Funding for this project came from a Cooperative Research and Development Agreement (CRADA) between the Food and Drug Administration's Center for Devices and Radiological Health and the Cellular Telecommunications and Internet Association (CTIA).

Wireless telephones are hand-held phones with built-in antennas, often called cell, mobile, or PCS phones. These phones are popular with callers because they can be carried easily from place to place.

Wireless telephones are two-way radios. When you talk into a wireless telephone, it picks up your voice and converts the sound to radiofrequency energy (or radio waves). The radio waves travel through the air until they reach a receiver at a nearby base station. The base station then sends your call through the telephone network until it reaches the person you are calling.(Diagram of a phone radiating waves outward. Caption: Making a phone call. Next to it is a diagram of a tower sending out waves which are intercepted by a phone. Caption: Receiving a Phone Call.)

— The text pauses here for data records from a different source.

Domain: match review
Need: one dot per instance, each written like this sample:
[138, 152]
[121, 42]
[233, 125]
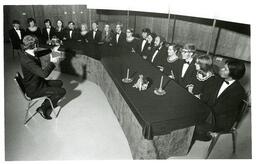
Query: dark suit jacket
[161, 57]
[34, 75]
[60, 34]
[144, 51]
[226, 107]
[121, 40]
[188, 74]
[45, 34]
[75, 34]
[16, 41]
[97, 37]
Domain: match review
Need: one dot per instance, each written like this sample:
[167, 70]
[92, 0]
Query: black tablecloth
[158, 115]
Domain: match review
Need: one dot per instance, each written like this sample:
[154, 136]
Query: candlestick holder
[159, 91]
[127, 79]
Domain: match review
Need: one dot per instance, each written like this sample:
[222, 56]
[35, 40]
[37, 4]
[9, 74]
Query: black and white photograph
[126, 80]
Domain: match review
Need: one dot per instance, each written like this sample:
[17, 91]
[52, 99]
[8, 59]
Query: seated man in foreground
[34, 76]
[225, 95]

When you receive a call on your wireless telephone, the message travels through the telephone network until it reaches a base station close to your wireless phone. Then the base station sends out radio waves that are detected by a receiver in your telephone, where the signals are changed back into the sound of a voice.

The Federal Communications Commission (FCC) and the Food and Drug Administration (FDA) each regulate wireless telephones. FCC ensures that all wireless phones sold in the United States follow safety guidelines that limit radiofrequency (RF) energy. FDA monitors the health effects of wireless telephones. Each agency has the authority to take action if a wireless phone produces hazardous levels of RF energy.

FDA derives its authority to regulate wireless telephones from the Radiation Control provisions of the Federal Food, Drug, and Cosmetic Act (originally enacted as the Radiation Control for Health and Safety Act of 1968). [].

FCC derives its authority to regulate wireless telephones from the National Environmental Policy Act of 1969 (NEPA) and the Telecommunications Act of 1996 [].